De Luca non cede di un millimetro sui ritardi nella spesa del Fondo sviluppo e Coesione: «Siamo a metà strada del ciclo di programmazione 2021-27 e non si è mossa ancora una foglia. Il governo deve intervenire se le nostre proposte, già presentate da sei mesi, non fossero compatibili con i programmi nazionali ma il Piano della Campania spetta solo alla Campania», insiste.

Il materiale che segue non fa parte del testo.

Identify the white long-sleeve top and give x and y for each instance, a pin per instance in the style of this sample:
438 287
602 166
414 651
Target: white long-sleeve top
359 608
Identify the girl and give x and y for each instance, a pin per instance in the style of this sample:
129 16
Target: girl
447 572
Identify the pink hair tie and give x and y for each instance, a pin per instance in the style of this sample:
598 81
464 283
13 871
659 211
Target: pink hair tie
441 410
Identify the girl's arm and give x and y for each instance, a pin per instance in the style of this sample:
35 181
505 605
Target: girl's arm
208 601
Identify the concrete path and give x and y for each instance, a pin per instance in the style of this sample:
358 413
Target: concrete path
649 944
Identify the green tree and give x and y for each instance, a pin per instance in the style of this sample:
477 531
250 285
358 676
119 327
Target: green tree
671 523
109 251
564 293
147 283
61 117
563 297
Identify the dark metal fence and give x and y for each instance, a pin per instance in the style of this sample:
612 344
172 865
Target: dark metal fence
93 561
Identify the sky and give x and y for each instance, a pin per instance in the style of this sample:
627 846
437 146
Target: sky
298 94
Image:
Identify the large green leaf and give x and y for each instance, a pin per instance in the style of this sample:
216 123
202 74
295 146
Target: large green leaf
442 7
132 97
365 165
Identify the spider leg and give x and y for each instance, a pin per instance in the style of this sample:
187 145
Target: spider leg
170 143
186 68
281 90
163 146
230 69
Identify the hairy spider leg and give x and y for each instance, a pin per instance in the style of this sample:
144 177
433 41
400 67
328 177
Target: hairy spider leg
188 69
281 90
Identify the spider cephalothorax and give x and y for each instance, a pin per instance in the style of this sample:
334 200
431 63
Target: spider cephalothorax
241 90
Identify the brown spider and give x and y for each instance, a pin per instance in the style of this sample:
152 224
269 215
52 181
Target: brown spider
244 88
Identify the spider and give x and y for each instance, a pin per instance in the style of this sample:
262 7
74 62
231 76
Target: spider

Di sicuro la “rivoluzione” iniziata da Fitto sulla politica di coesione e sul Pnrr rimane un tema divisivo. Il presidente regionale dell’Anci e sindaco di Caserta, Carlo Marino, ad esempio, spiega che vengono ancora negate a 280 Comuni campani le risorse per chiudere la vecchia programmazione dei fondi di coesione. E sulla Zes unica «che senso ha – si chiede – fare prima la Zona unica speciale e poi, quando sarà, il Piano strategico che dovrà regolamentarla?». Dubbi sulla spesa dei fondi nel Mezzogiorno dopo la rimodulazione del Pnrr arrivano anche da Federica Brancaccio, presidente dell’Associazione nazionale dei costruttori: «L’impressione è che il definanziamento colpirà soprattutto il Sud», dice preoccupata. E sul divario, sottolinea che «se non miglioriamo l’infrastrutturazione del Mezzogiorno sarà impossibile accrescerne la competitività rispetto ai grandi sistemi portuali del Nord». Anche per questo, ricorda il presidente di Intesa Sanpaolo Gian Maria Gros-Piero, puntare sul Mezzogiorno è decisivo per l’intero sistema Paese: «Il Mezzogiorno non è affatto il deserto industriale che talvolta viene falsamente dipinto. Se fosse uno Stato, sarebbe al 7° posto tra i Paesi manifatturieri d’Europa per numero di imprese, con una marcata concentrazione in settori chiave come l’aerospazio, l’automotive, l’agroalimentare, l’abbigliamento-moda e il farmaceutico. Il suo tessuto produttivo si sta irrobustendo: a fine 2023, le società di capitale attive nel Mezzogiorno erano oltre 408mila, il 30% del totale italiano». Numeri che giustificano il sostegno sempre più solido della maggiore banca italiana alla crescita di quest’area.